Since there is already an answer that provides a workaround I'm going to focus on problems with your approach.
Input data scale
As others have stated, your input data value range from 0 to 1000 is quite big. This problem can be easily solved by scaling your input data to zero mean and unit variance (X = (X - X.mean())/X.std()) which will result in improved training performance. For tanh this improvement can be explained by saturation: tanh maps to [-1;1] and will therefore return either -1 or 1 for almost all sufficiently big (>3) x, i.e. it saturates. In saturation the gradient for tanh will be close to zero and nothing will be learned.
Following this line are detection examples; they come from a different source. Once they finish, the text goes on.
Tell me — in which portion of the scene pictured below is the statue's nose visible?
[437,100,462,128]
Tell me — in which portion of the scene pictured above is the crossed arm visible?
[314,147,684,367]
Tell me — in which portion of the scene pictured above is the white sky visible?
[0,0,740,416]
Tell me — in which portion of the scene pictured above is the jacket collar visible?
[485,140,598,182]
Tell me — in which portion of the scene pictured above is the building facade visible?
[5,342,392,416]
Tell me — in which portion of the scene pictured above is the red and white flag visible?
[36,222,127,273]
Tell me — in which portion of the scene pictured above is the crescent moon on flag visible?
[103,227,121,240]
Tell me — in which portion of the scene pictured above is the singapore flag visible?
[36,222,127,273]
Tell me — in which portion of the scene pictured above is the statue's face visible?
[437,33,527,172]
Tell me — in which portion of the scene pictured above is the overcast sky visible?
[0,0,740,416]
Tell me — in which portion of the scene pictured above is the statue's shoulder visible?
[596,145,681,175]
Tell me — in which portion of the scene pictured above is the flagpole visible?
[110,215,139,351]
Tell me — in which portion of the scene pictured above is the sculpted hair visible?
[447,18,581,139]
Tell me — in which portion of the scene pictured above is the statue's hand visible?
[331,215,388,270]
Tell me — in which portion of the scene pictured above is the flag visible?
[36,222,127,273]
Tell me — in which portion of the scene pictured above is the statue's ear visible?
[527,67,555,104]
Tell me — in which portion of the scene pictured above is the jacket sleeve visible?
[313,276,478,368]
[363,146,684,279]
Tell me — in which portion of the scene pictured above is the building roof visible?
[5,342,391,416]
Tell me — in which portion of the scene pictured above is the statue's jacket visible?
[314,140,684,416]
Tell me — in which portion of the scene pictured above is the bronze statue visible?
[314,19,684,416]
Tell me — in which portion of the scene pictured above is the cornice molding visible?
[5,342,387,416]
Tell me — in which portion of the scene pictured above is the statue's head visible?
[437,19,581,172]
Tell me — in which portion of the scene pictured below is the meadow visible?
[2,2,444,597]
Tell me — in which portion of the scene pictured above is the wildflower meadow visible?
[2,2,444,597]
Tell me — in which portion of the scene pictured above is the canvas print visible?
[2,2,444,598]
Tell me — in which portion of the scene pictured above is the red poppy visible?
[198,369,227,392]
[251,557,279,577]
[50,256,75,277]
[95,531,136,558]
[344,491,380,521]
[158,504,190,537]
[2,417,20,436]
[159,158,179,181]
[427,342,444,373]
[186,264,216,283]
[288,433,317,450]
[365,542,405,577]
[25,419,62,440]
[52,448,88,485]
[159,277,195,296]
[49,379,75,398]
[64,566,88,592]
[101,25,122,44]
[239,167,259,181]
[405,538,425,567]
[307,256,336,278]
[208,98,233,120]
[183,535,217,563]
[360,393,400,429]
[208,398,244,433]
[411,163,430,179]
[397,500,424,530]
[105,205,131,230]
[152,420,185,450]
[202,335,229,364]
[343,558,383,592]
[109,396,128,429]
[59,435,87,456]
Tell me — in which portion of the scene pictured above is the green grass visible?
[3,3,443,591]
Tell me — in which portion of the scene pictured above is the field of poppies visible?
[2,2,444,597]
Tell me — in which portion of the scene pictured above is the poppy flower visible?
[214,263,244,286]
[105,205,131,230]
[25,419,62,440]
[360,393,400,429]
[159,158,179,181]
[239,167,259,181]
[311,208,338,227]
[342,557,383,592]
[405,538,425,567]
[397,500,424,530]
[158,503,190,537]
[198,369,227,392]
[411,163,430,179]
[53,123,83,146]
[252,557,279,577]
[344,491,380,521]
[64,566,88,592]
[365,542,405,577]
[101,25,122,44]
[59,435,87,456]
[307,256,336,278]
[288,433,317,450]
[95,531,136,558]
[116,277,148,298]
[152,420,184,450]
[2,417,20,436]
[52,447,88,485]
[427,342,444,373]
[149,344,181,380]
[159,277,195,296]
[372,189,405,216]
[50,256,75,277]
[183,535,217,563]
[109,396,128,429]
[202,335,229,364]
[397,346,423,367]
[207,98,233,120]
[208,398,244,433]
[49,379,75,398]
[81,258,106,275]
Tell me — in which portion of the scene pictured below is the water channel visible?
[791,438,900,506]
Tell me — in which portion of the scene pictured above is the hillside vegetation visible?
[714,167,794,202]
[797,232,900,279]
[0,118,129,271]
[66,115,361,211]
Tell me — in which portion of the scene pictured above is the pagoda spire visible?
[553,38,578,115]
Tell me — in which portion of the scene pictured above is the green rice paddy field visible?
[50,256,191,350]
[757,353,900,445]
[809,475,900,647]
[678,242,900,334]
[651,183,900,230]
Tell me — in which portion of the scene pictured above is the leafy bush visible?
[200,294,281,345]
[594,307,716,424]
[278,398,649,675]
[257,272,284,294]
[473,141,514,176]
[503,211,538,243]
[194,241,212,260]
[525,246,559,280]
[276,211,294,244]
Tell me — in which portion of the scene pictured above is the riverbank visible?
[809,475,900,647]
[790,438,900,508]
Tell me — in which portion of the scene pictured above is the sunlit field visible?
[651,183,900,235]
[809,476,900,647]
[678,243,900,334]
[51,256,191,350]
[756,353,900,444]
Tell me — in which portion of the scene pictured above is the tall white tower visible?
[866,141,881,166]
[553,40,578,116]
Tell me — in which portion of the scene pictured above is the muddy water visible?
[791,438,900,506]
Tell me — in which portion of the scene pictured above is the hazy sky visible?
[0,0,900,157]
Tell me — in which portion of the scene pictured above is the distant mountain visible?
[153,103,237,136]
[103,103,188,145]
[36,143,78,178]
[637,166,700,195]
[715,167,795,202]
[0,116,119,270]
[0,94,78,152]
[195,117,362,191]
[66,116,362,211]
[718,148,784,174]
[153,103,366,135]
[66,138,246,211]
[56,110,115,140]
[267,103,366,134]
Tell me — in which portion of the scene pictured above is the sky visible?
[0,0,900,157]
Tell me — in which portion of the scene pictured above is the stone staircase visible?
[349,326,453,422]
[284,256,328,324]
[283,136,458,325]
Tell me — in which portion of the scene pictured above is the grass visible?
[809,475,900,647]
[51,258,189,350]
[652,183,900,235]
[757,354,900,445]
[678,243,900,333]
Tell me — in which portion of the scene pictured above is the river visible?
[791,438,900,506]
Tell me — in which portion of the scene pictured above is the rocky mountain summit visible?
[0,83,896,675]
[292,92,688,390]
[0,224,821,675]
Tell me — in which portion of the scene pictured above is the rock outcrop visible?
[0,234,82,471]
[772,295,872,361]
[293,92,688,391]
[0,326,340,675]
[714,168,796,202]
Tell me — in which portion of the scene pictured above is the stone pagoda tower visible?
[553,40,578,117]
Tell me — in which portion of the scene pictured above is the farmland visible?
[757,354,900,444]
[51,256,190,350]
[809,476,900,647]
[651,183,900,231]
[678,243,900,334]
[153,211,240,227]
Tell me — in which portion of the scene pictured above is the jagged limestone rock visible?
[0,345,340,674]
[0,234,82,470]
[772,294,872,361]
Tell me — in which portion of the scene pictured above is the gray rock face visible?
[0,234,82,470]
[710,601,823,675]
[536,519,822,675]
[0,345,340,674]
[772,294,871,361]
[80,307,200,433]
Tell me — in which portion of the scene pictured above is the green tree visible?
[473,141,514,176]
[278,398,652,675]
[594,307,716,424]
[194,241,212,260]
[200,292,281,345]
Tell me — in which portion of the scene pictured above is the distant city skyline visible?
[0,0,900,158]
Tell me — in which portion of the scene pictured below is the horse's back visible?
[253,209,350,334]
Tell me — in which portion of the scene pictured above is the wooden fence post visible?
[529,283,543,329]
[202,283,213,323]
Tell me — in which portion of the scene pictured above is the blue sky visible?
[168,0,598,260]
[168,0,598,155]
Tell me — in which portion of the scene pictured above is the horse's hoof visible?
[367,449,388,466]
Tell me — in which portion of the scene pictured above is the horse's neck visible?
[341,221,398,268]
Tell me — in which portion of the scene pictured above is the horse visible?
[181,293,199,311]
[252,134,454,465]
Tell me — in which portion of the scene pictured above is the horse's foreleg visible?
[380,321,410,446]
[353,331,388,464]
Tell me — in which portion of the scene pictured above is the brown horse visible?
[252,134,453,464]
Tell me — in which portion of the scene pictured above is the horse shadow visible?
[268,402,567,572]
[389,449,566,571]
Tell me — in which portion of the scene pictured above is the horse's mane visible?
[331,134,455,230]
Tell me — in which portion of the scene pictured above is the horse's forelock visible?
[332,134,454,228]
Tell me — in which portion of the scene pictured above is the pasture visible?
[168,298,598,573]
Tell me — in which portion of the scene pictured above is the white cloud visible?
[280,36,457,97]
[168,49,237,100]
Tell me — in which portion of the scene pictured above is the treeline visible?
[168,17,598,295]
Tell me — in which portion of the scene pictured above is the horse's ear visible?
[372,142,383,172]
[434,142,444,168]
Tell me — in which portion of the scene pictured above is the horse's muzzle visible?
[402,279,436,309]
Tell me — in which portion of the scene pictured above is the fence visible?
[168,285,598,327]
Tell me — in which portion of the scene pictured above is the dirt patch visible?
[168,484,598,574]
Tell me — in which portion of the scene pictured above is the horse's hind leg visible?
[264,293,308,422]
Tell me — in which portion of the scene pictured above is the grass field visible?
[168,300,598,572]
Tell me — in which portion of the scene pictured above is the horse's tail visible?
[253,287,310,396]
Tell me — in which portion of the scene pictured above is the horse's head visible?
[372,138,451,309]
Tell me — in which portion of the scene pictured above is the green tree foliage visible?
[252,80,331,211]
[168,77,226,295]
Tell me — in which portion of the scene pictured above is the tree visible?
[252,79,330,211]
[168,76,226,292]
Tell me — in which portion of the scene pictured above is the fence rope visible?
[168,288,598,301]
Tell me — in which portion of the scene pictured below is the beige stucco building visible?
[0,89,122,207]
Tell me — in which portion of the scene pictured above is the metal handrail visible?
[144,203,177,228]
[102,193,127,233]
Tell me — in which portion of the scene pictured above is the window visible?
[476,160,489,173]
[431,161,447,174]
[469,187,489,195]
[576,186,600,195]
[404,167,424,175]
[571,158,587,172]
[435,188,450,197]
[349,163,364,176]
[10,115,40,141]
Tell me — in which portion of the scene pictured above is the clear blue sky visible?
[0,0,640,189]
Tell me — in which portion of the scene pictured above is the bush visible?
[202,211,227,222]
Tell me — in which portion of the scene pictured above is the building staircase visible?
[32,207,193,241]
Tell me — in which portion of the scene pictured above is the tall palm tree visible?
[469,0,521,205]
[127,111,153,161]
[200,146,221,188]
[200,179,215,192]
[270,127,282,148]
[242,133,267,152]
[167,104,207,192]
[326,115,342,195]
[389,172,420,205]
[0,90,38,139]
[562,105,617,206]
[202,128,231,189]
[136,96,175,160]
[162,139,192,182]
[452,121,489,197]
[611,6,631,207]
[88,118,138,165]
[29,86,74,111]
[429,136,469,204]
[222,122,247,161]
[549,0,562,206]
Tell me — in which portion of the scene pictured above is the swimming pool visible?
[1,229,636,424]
Of course, you could also use ReLU instead, which won't saturate for values > 0, however you will have a similar problem as now gradients depend (almost) solely on x and therefore later inputs will always have higher impact than earlier inputs (among other things).
While re-scaling or normalization may be a solution, another solution would be to treat your input as a categorical input and map your discrete values to a one-hot encoded vector, so instead of
>>> X = np.arange(T)
>>> X.shape
(1000,)
you would have
>>> X = np.eye(len(X))
>>> X.shape
(1000, 1000)
Of course this might not be desirable if you want to learn continuous inputs.
Modeling
You are currently trying to model a mapping from a linear function to a non-linear function: you map f(x) = x to g(x) = sin(x). While I understand that this is a toy problem, this way of modeling is limited to only this one curve as f(x) is in no way related to g(x). As soon as you are trying to model different curves, say both sin(x) and cos(x), with the same network you will have a problem with your X as it has exactly the same values for both curves. A better approach of modeling this problem is to predict the next value of the curve, i.e. instead of
X = range(T)
Y = sin(x)
you want
X = sin(X)[:-1]
Y = sin(X)[1:]
so for time-step 2 you will get the y value of time-step 1 as input and your loss expects the y value of time-step 2. This way you implicitly model time.